BTW, I don't mean that in a condescending way; it's just a consequence of specialization and it's human nature to assume everyone has some passing interest in the stuff that fascinates or occupies us. I'm sure the proteomics folks here could rattle off half a dozen names of very cool molecular modeling apps, but as someone who spends his days writing Java web applications, not one of those names would ring any kind of bell for me. In return I expect most of the proteomics crowd has never heard of Tapestry or Wicket or the JSP Standard Template Library.
Now if only we could get the editors to realize they ought to include descriptions of the stuff they're posting about. It would not have been so much burden, I think, to add the words "vector illustration tool" right before the name of the program, especially since the editor edited the story anyway to add a comment to the end.
Something I have wondered about as well. Can Inkscape (maybe in the future) include support for say printed circuit board (PCB) design or more importantly, electronics schematics or digital logic diagrams (with the gates etc)
We do intend to improve some of the technical drawing capabilities, such as line auto-routing, over the next couple releases.
Beyond that, well... we're quite open to patches. (I personally would love to see more technical/engineering drawing enhancements added to Inkscape.)
since it assumes I want the interface to be in incomplete/poorly translated Japanese language, and doesn't seem to give me any way to change it to English.
Sounds like you want this page. First scroll down to the bottom and read "Locale Testing" to see how to set the language. Then scroll up and learn the process of making improvements to an Open Source application's translations. Remember that translations only improve when someone (such as yourself) contributes a few hours to help improve them. ;-)
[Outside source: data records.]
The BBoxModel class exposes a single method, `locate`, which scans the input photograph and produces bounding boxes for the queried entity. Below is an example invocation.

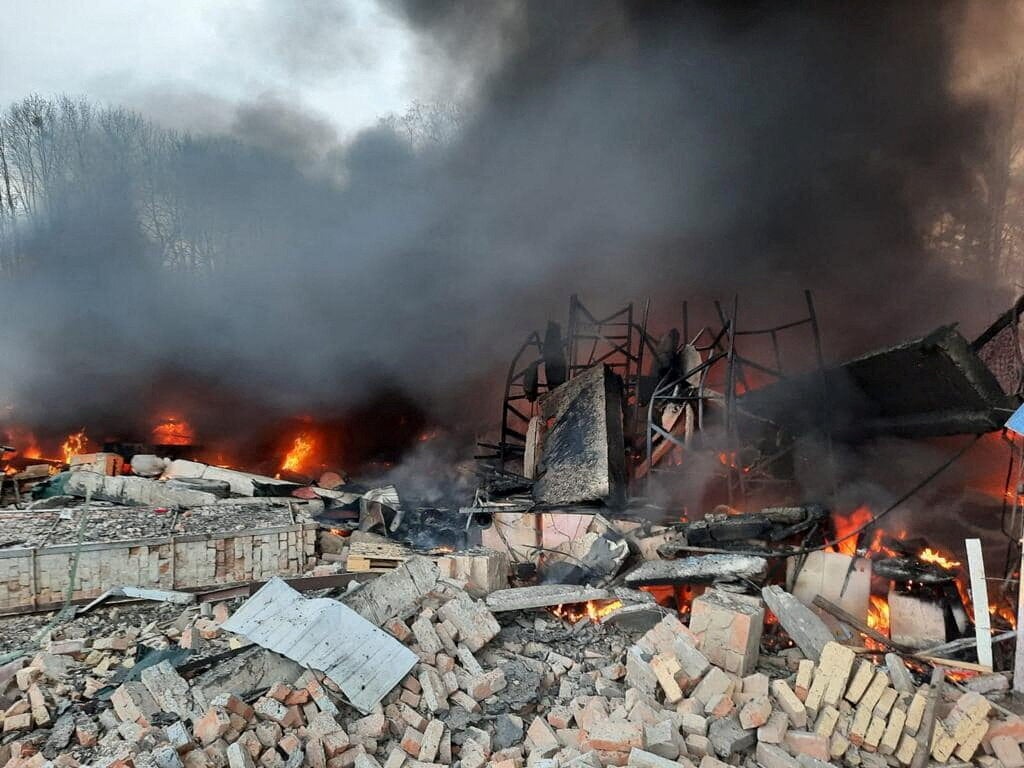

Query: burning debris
[0,297,1024,768]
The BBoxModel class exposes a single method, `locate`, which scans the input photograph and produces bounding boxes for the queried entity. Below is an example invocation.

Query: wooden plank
[761,585,836,662]
[910,667,946,768]
[965,539,992,671]
[814,595,909,653]
[1014,536,1024,693]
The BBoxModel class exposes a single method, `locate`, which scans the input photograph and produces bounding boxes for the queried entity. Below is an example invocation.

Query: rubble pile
[0,557,1024,768]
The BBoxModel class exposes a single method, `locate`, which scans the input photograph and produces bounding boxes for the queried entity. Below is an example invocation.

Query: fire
[718,452,751,474]
[551,600,623,624]
[833,507,871,557]
[867,595,889,643]
[918,547,959,570]
[60,429,89,464]
[281,432,316,472]
[153,416,196,445]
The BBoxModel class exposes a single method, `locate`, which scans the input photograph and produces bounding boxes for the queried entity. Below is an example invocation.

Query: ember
[551,600,623,624]
[281,432,316,472]
[60,429,89,464]
[918,547,961,570]
[153,416,196,445]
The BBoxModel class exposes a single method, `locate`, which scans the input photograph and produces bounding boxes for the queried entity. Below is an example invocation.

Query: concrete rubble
[0,557,1011,768]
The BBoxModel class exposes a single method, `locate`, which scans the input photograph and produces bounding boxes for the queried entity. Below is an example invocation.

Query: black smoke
[0,0,1001,462]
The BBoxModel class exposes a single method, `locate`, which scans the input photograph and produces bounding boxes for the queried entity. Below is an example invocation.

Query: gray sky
[0,0,419,137]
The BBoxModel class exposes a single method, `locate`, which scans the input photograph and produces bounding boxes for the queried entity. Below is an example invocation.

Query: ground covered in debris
[0,558,1024,768]
[0,507,294,548]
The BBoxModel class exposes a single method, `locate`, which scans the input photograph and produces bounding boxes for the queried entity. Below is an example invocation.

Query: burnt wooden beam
[761,585,836,662]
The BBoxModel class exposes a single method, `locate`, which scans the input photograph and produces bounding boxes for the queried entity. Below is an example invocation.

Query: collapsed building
[0,294,1024,768]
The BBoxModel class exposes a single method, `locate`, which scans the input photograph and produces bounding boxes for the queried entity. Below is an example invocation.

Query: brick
[348,713,387,739]
[771,680,807,728]
[253,696,290,725]
[954,720,988,763]
[903,693,929,735]
[3,712,32,733]
[814,706,839,738]
[844,658,874,705]
[804,642,857,716]
[699,755,731,768]
[545,705,572,730]
[879,710,905,755]
[861,716,886,752]
[942,691,992,743]
[437,592,502,652]
[419,667,448,714]
[306,680,338,715]
[685,733,718,762]
[931,723,956,763]
[857,670,889,710]
[139,662,197,720]
[466,669,508,701]
[828,731,850,760]
[193,707,231,746]
[989,736,1024,768]
[238,731,263,760]
[739,693,772,728]
[874,688,899,718]
[758,712,790,744]
[319,730,351,759]
[691,667,732,706]
[689,589,765,675]
[643,720,679,760]
[227,741,256,768]
[679,713,708,736]
[785,731,828,762]
[411,616,444,653]
[705,693,736,718]
[896,733,918,765]
[526,717,561,758]
[400,726,423,758]
[587,720,644,752]
[420,720,444,763]
[449,690,480,713]
[626,750,679,768]
[650,653,683,703]
[708,716,757,758]
[742,671,770,696]
[111,681,160,723]
[755,741,800,768]
[75,718,99,746]
[793,658,814,701]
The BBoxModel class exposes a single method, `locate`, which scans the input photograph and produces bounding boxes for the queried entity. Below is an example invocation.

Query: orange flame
[833,507,871,557]
[60,429,89,464]
[918,547,959,570]
[153,416,196,445]
[281,432,316,472]
[551,600,623,624]
[865,595,889,650]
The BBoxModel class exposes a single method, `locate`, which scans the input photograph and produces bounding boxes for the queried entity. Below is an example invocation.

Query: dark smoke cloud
[0,1,1011,466]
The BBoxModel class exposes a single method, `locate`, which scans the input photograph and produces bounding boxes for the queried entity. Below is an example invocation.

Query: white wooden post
[966,539,992,669]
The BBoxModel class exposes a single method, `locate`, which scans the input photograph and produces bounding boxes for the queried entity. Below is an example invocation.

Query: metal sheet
[223,579,418,713]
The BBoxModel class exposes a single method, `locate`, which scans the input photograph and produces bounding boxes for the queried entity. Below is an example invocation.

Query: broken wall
[0,523,316,611]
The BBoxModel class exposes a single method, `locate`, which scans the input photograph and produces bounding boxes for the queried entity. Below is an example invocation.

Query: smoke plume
[0,0,1004,466]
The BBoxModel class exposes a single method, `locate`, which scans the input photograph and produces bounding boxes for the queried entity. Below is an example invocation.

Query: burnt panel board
[738,326,1016,438]
[534,365,626,507]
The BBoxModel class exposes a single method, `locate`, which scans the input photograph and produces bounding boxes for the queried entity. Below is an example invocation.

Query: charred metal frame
[645,291,835,506]
[566,294,653,434]
[476,331,546,471]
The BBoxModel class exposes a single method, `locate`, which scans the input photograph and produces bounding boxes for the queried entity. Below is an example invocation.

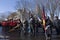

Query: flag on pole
[42,6,46,30]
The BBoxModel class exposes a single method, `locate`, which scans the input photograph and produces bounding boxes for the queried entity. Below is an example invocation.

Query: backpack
[1,21,7,27]
[9,21,17,27]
Just so there are no misunderstandings here: Though there is an OpenOffice version for the Mac that is in fact only accessable via X11, everybody uses NeoOffice/J instead because it is aquafied to the point where it runs normally. Oh, and it is GPL.
And now back to your scheduled program.
> In any case, that's really Bad News for the future of the app.
I've seen this very attitude ever since the start of Inkscape. It's not too frequent, but it does happen with surprising regularity. "You dare to ignore my beloved Illustrator/Freehand/whatever, you're DOOMED." I try to give them our reasons and show them _our_ way of doing it, but they just won't listen.
I think by now, Inkscape's explosive growth and the tons of comments from people who LOVE its interface are the best response to such doomsayers.
You simply _don't get it_. (Luckily you are in a minority, but the fact that you don't get it still saddens me.) We're not in the business of creating an Illustrator clone. We started this project because we want to make the best vector editor in the world. If you want to help us, you're welcome. If you just want to rant or whine without (I'm sure) reading our keyboard chart even once - then I'm simply not interested, sorry.
All I can say for certain is that it isn't a weasel, because a weasel is weasely wecognised, whereas a stoat is stoatally different ;)
I used it to de-uglify a bmp logo for a client. It looked like it had been run through Microsoft Paint with lots of jagged lines and such. Find a program called autotrace on sourceforge that converted the bitmap to svg. Edited the xml file to remove the objects that I didn't want (based on colour). Then loaded it into inkscape and cleaned it up and recolored it. Client was impressed. His graphics person had been unable to do it without recreating the whole thing. It only took me 1 hour.